“For as high as the heavens are above the earth, so great is his steadfast love toward those who fear him; as far as the east is from the west, so far does he remove our transgressions from us. As a father shows compassion to his children, so the LORD shows compassion to those who fear him. For he knows our frame; he remembers that we are dust.”
Psalm 103: 11-14
For He knows our frame; He remembers that we are dust. I couldn’t do much else but to let tears run down my face as the congregation read aloud Psalm 103 last night, during the Ash Wednesday service that we attended. Then, verse 14 hit me like sledge hammer cracking walls of concrete around my heart, and suddenly I could do no other but to sit there reflecting on the fact that I am finite, I am but dirt of the ground, I have a beginning and, outside of God, an end, yet God is eternal, and He endures through the ages.
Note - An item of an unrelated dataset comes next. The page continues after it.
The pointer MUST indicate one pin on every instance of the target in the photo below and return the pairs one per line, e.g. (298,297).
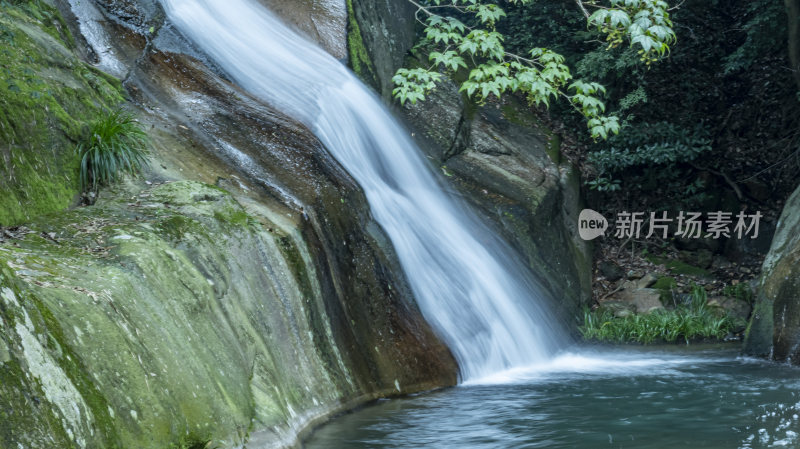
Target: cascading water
(467,284)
It wasn’t a moment of guilt, even though the Spirit led me to conviction many times last night. Sometimes, when we are at our lowest and when our guilt consumes us, we can feel like crap, like dirt that deserves to be stepped on. However, this wasn’t the feeling that awoke within me from verse 14. To be reminded that the Lord knows my frame, dust, and yet He chooses to love me, is an incredibly powerful truth, and one that I would love to be reminded of every day. The entirety of Psalm 103 is an invocation of God and how, from the heavens where sin has no foothold, he reigns down mercy and grace upon His people. Does He have to? No. He chooses to. Through Christ, our mortally sick and broken selves are lifted from death into life, from curse unto holiness, and we are shown true freedom: the freedom to live a live everlasting in worship and true uninterrupted communion with the Triune God.
For he knows our frame, He knows our frame. He knows our frame. He remembers we are dust. We are dust, and yet He delivers compassion, justice, mercy, grace, love, I couldn’t think of a better way to begin this season of Lent than to be reminded that regardless of my finite condition, my brokenness and my constant failures and shortcomings, the Father chooses to think of me, the Son calls me brother, and the Holy Spirit comforts my heart.